Abstract
Context
The results of detection assays for the same specimen are usually quite different in different laboratories or when tested with different detection systems.
Objective
This study was designed to investigate the value of applying sigma metrics derived from different standards for allowable total error (TEa) in evaluating the analytical quality of tumor marker assays.
Methods
Assays were evaluated for these six tumor markers: total prostate‐specific antigen (tPSA), carcinoembryonic antigen (CEA), alpha‐fetoprotein (AFP), carbohydrate antigen 199 (CA199), carbohydrate antigen 125 (CA125), and carbohydrate antigen 153 (CA153). Sigma values were calculated for two concentrations of quality control products to assess differences in quality of tumor marker assays. Improvement measures were recommended according to the quality goal index, and appropriate quality control rules were selected according to the sigma value.
Results
The sigma value was highest using the higher biological variation‐derived “appropriate” TEa standard: it was sigma ≥6 or higher in 16.7% of tumor markers. Sigma was below 6 for all tumor markers using the other three TEa. CEA, AFP, CA199, CA125, and CA153 required improved precision. The marker tPSA required improve precision and accuracy. According to sigma values by using China's external quality assessment standards, CEA, AFP, CA125, and CA153 require 13s/22s/R4s/41s multirules for internal quality control, CA199 requires use of 13s/22s/R4s/41s/8x multirules, and tPSA requires maximum quality control rules.
Conclusion
Six Sigma is useful for evaluating performance of tumor markers assays and has important application value in the quality control of these assays.
Keywords: allowable total error, quality control rules, sigma metrics, tumor marker
Abbreviations
- AFP
Alpha‐fetoprotein
- CA 125
Carbohydrate antigen 125
- CA 153
Carbohydrate antigen 153
- CA199
Carbohydrate antigen 199
- CEA
Carcinoembryonic antigen
- CLIA
Clinical Laboratory Improvement Amendments of 1988
- CV
Coefficient of variation
- dpm
Defects per million
- EQA
External quality assessment
- NCCL
National Center for Clinical Laboratories
- QGI
Quality goal index
- RCPA
Royal College of Pathologists of Australasia
- Tea
Total allowable error
- tPSA
Total prostate‐specific antigen
1. INTRODUCTION
Detection of tumor markers is widely conducted in medical laboratories in China.
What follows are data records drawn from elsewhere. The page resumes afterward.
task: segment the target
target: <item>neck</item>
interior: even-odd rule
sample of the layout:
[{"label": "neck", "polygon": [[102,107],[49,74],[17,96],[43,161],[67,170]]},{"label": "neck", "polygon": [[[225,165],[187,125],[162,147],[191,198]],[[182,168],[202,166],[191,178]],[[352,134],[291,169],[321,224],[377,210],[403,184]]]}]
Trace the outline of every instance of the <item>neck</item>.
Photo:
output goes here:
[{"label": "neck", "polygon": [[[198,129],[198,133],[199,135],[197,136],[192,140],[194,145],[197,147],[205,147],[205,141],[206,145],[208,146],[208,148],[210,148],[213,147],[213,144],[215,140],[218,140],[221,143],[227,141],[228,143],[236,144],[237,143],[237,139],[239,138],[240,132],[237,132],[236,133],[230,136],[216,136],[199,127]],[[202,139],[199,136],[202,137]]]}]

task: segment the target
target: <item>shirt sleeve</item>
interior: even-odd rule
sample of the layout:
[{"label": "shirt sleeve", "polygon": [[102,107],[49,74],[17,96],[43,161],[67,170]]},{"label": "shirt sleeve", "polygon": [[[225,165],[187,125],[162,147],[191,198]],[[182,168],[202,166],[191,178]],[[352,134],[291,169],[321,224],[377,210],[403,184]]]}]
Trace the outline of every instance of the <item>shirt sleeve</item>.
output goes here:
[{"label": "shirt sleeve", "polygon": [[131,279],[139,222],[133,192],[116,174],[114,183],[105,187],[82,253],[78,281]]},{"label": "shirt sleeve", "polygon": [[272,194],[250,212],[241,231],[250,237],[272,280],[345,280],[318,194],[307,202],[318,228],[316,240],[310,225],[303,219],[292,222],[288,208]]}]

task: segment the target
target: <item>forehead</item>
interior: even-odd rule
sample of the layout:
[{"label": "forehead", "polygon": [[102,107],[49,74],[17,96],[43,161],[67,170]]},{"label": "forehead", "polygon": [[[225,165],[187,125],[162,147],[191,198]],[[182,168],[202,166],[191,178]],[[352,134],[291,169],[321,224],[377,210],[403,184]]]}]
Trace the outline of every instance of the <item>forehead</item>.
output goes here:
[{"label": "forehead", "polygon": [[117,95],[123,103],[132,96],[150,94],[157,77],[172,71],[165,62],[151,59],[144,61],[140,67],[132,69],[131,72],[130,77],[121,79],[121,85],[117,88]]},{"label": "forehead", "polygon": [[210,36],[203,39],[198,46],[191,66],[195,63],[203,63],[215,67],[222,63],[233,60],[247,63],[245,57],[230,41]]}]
The results of detection assays for the same specimen are usually quite different in different laboratories or when tested with different detection systems.1 Therefore, it is necessary to improve the quality control of tumor marker detection to ensure accurate and credible results.
Sigma refers to “standard deviation” in mathematical statistics and is often used to express the defects per million (dpm) when measuring the performance of production processes. Six Sigma represents a defect rate of detection of 3.4 dpm.2 Six Sigma theory was first applied in the field of medicine by Nevakainen et al.3 As understanding of this theory spread, Six Sigma became an important quality management tool. Therefore, an increasing number of researchers have used Six Sigma to study quality improvement in laboratories.4, 5, 6 The sigma metric can evaluate the measurement performance of different assay processes as the quality targets and their sigma values differ.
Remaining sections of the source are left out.